Diário de um recolhimento 15

09/04/2020

Recebi muitas mensagens boas de pessoas que considero boas e às quais agradeço. Duas com músicas do Brel: Iggy Pop a cantar “Ne me quittes pas” e David Bowie a cantar “Amsterdam”. Um deslumbramento. Não sei porquê, fizeram-me lembrar o Leonard Cohen, que também ouvi de seguida a cantar “Dance me to your beauty with a burning violin/Dance me through the panic till I ´m gathered safely in”. A dança para ultrapassar o medo.
Nietzsche terá dito (as fotografias que tenho dele não o fariam prever) “Consideremos perdido aquele dia ao longo do qual não dançámos, pelo menos uma vez.” No que me diz respeito, já perdi muitos. Mas recuperei alguns quando pude dançar como se deve dançar, com o corpo e o espírito libertos de amarras, como um índio, um xamã, um bêbado enlouquecido, Jim Morrison. Dançar liberta. Quando chegarem a casa cansados, dancem. Vão ver.
A Betânia ainda não leu o que escrevi ontem, mas chegou a casa com uma notícia maravilhosa: “dei o nosso nome como voluntários para o hospital de campanha no pavilhão Rosa Mota.” Sem o saber, deu um pontapé numa das traves que seguravam o barco na doca seca. Se tudo correr bem não vamos ser necessários, mas aqui estamos. Recorro o Ruy Belo, desta vez não à sorte: “Tu és maior que esta alegria de haver rios.” Entretanto já morreram 409 pessoas em Portugal. “O vento não percebe que morreu gente” disse o Pedro Mexia. E tem razão.
Respondi a um texto muito bom porque muito sincero e despido de artifícios da Teresa Coutinho no Instagram a propósito da angústia com uma frase do Ian McEwan: “Sentir-nos-emos sempre angustiados pela maneira como as coisas são - é o que decorre da difícil dádiva da consciência.” Mas depois disto tudo passar, a angústia não irá embora. Arranjará sempre outros caminhos. Na rua vamos sempre cruzar-nos com os que nos sorriem e com os outros, sempre apressados para o dinheiro, para o lucro, sem sorrisos, com a pressa dos toxicodependentes para não chegarem a lugar nenhum.
Algo que nos tira a angústia é a nossa inconsciência da mortalidade. Vivemos como deuses, nunca vamos morrer. Nestes dias isso alterou-se, voltámos a ser mortais e todos os dias somos recordados disso, como se tivéssemos um grilo falante ao ombro: “Vais morrer, vais morrer”, como na Roma antiga, quando um imperador desfilava num Triunfo, um escravo era transportado na quadriga e sussurrava-lhe: “És mortal! És mortal!” Enquanto segurava a coroa de louros a uns centímetros da cabeça de César. Quando nos pensamos no centro do mundo, estamos em local incerto, despido de gente.
Nem me lembro da Páscoa. O que mais recordo é a casa da minha tia Mariazinha cheia de roscas de pão-de-ló. Havia pão-de-ló no quarto de hóspedes, na sala, na cozinha, na biblioteca, até na casa-de-banho.

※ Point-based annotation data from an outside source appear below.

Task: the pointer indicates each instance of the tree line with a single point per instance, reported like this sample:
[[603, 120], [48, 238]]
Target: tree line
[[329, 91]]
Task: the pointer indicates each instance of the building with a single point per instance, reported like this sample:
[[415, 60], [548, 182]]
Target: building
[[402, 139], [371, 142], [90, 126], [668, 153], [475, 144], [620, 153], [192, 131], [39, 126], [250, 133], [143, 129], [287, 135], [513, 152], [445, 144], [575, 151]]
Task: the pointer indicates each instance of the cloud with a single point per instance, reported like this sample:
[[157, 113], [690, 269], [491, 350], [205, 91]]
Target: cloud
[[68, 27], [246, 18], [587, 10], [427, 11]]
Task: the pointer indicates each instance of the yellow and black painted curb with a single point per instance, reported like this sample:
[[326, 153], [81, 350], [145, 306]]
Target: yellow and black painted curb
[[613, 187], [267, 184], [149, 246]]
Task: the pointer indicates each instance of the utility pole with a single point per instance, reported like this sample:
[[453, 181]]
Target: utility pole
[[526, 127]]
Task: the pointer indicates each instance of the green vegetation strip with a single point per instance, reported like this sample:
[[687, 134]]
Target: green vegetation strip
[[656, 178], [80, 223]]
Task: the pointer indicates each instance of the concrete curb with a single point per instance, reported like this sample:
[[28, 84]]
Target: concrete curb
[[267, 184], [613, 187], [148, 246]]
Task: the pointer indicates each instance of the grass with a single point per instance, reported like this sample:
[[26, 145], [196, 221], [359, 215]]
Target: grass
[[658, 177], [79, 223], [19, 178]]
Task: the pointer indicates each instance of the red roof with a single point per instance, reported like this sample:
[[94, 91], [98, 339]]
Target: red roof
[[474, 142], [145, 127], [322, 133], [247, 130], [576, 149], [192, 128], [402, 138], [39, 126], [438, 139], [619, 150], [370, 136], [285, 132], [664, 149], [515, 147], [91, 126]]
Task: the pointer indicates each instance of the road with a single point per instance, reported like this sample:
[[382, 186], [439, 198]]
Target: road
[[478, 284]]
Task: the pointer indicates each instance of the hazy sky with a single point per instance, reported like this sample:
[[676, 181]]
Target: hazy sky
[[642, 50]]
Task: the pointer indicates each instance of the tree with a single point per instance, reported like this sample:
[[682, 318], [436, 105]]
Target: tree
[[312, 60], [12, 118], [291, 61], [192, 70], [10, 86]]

Era ela que os fazia e embrulhava em papel e no fim deixava que eu lambesse o salazar (salvo seja). Nunca mais comi pão-de-ló igual. A minha tia Mariazinha está num lar da Santa Casa. É um dos alvos preferidos da besta. Tenho a certeza que se ela pensar no pão-de-ló, a doença não lhe pega. É uma espécie de magia do sistema imunitário.
Quando as pessoas se enchem de magia, o seu sistema imunitário fica fortalecido. Está provado, veio no New England Journal of Medicine. A magia é tão importante na nossa vida como a Poesia, dizem que não servem para nada, mas o Gabriel Garcia Marquez, que é um rapaz que sabe umas coisas, referiu isso no seu discurso do Nobel, citando o poeta Luis Cardoza y Aragón: “a única prova concreta da existência do homem: a poesia.” E a magia promete “restituir a integridade de uma coisa feita em pedaços.” É absolutamente necessário acreditar nas duas.
Mandaram-me também um artigo do Harari sobre a pandemia, um homem que se dedica a combater a imbecilidade: “A coerência é apanágio das mentes obtusas.” 
Fim do dia, vamos fazer o jantar ao som de Leonard Cohen, vamos dançar como Jim Morrison após a mescalina “Riders on the Storm”, sim, é o que somos. Depois do jantar pão-de-ló. Desta vez não da tia Mariazinha, mas bolinhol de Vizela. Vamos encher-nos de dança, magia e Poesia até o nosso sistema imunitário ficar empanturrado de sol. Hoje à noite somos imortais. Pelo menos até de manhã.